Very few retail leaders would argue that the role of physical stores are the same as they were at the start of 2020. Most would agree that they are very different in direct response to the global pandemic. So what does this actually mean for physical stores today?
Where once upon a time retail business models had the luxury of evolving over years and often even decades, retailers over the last two years were forced to rapidly pivot their operations, change business models and even switch to unfamiliar, new ways of working.
These changes have included a rapid reset of the physical store to support the increase in ecommerce, ultimately delivering entirely new offerings such as curb-side pickup, cashless payment options, workflow enhancements to support profitability across an entire network of commerce, and connected retail experiences for consumers – whether shopping online, offline or both.
While it’s almost inevitable that ecommerce growth will outpace growth through physical stores at some point in the future, it would be a huge mistake to lose sight of the critical role stores have to play beyond simply profit. Brand health includes customer loyalty, the consumer experience journey and customer connectivity. And, make no mistake, physical retailers play a big part in this.
Quite simply, retailers need to rethink traditional ideas around assets and operations. It is not simply a matter of digital vs. physical anymore but rather it’s about how a brand can leverage all avenues in which their business connects to customers to deliver that truly remarkable customer experience journey.
The key to this lies in not being distracted by the minutiae of how an order is necessarily placed, but rather, concentrating on where it ultimately gets fulfilled.
For example, Target recently reported that as much as 75% of its online orders involved their stores in some capacity: be that buy online, pickup in store (BOPIS), curbside pickup, ship from store, local home delivery from store stock, or even buy online, return in store (BORIS).

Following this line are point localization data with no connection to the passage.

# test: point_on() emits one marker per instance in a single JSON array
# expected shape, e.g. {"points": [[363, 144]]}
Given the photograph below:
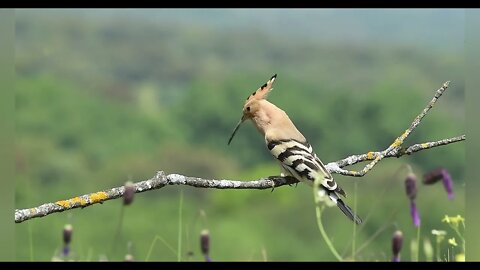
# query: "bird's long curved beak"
{"points": [[236, 128]]}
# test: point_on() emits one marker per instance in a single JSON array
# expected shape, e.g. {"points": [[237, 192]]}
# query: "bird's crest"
{"points": [[262, 92]]}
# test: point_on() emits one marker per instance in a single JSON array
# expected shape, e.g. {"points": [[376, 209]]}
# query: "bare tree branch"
{"points": [[336, 167], [397, 144], [161, 180]]}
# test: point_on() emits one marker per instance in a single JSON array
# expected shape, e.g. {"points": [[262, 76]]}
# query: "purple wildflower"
{"points": [[67, 238], [411, 186], [205, 244], [448, 183], [414, 213], [397, 242], [411, 190], [438, 174]]}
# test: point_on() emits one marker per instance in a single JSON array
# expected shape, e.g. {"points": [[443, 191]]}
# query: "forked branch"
{"points": [[161, 180]]}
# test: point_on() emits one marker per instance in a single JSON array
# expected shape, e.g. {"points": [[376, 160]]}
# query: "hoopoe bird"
{"points": [[289, 146]]}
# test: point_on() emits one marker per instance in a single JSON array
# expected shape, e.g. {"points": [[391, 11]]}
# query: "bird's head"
{"points": [[254, 104]]}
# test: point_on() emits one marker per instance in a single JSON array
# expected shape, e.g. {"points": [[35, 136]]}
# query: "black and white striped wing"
{"points": [[301, 162]]}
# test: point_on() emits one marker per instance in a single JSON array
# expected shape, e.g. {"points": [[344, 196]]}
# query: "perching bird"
{"points": [[289, 146]]}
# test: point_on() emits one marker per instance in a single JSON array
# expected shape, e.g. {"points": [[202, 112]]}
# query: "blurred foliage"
{"points": [[103, 101]]}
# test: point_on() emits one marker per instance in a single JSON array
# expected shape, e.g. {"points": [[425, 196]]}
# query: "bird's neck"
{"points": [[275, 124]]}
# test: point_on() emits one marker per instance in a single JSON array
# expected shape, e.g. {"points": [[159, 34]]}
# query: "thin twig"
{"points": [[397, 144]]}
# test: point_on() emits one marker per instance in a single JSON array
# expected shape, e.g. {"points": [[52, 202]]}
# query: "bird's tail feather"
{"points": [[345, 208]]}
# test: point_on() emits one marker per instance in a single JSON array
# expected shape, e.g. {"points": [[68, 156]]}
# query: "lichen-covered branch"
{"points": [[336, 167], [161, 180], [397, 144]]}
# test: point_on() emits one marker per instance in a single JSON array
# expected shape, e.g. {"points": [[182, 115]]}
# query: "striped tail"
{"points": [[345, 208]]}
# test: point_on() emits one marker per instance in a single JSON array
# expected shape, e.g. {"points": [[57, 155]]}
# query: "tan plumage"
{"points": [[287, 144]]}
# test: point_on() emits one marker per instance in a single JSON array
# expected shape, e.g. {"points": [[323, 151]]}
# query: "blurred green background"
{"points": [[106, 96]]}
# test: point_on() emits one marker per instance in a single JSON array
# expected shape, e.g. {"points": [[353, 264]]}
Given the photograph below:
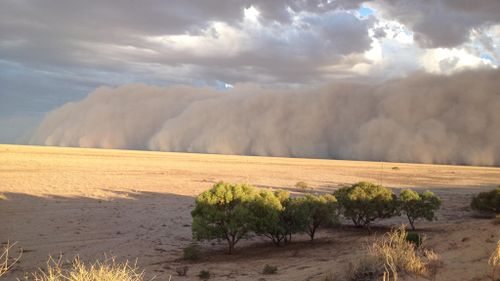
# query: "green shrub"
{"points": [[414, 238], [487, 202], [191, 252], [277, 216], [223, 213], [204, 274], [270, 269], [365, 202], [416, 205], [318, 210]]}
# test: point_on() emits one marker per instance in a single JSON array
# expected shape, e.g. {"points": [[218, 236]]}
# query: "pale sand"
{"points": [[136, 204]]}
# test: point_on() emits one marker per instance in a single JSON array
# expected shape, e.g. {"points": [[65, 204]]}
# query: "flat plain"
{"points": [[136, 205]]}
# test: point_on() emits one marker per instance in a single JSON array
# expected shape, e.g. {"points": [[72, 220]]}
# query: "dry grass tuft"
{"points": [[109, 270], [494, 261], [399, 255], [6, 261]]}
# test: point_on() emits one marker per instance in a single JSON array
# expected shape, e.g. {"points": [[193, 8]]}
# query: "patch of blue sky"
{"points": [[365, 11]]}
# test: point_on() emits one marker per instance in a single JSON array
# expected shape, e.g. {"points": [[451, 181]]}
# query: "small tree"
{"points": [[416, 205], [319, 210], [365, 202], [487, 202], [222, 213], [277, 216]]}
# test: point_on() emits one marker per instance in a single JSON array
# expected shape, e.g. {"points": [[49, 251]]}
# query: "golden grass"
{"points": [[494, 261], [109, 270], [399, 255]]}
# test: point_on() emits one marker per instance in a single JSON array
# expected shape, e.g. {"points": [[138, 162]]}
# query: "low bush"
{"points": [[487, 202], [204, 275], [191, 252], [270, 269], [277, 216], [418, 205], [318, 210], [182, 270], [223, 213], [365, 202], [414, 238]]}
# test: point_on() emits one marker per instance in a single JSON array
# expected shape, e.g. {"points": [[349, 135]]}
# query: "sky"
{"points": [[55, 52]]}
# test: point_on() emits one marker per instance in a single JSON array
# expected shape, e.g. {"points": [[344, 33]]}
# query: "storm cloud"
{"points": [[423, 118]]}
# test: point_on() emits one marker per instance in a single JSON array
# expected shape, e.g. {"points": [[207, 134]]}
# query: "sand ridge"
{"points": [[136, 204]]}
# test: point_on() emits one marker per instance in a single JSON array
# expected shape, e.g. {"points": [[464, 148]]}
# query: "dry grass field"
{"points": [[136, 205]]}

21stcentury retailers need to understand that the store will remain a significant channel for generating revenue, customer engagement and fulfilment opportunities. This rapid evolution has led to an increased awareness and reliance on dynamic, resilient in-store systems that are critical to modern retail ecosystems, such as systems like the modern Point Of Sale (POS).
The Value of Modern POS
POS has certainly come a long way since the rather perfunctory function of previous generations. No longer is POS simply a tool to complete a transaction (including both sales and returns) but rather the modern POS represents the a core component of unified commerce, enabling activities such as endless aisle, click and collect, store fulfilment of online orders, clienteling, customer loyalty and more.

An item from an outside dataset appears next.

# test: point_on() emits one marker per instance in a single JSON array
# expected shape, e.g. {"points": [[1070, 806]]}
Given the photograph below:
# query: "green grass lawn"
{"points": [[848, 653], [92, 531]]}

A compelling brick and mortar presence that works in harmony with a unified, smarter digital offering could be the answer to the question so many retail leaders right now have: How do we create a compelling competitive advantage against such a significantly changed industry landscape?
The role of the store has changed and therefore, in-store technology that supports it should change, as well. This however, should not come as a great surprise as the history of retail has always been one of change, evolution and progress. Though accelerated by the pandemic in our modern day, a consistency in retail is that change has been inevitable and will continue to be so.
With greater emphasis on the need to fulfil, execute and optimize against ecommerce and e-fulfilment, it is clear that the physical store when supported by modern POS and order management systems still have a significant role to play when it comes to confidently supporting a commerce landscape.
The store of yesteryear may be dead, but the store of today is undergoing somewhat of a renaissance. The challenge now falls to retailers to realize the true potential of their physical store assets by pairing them with the right future-ready, in-store systems like modern Point Of Sale.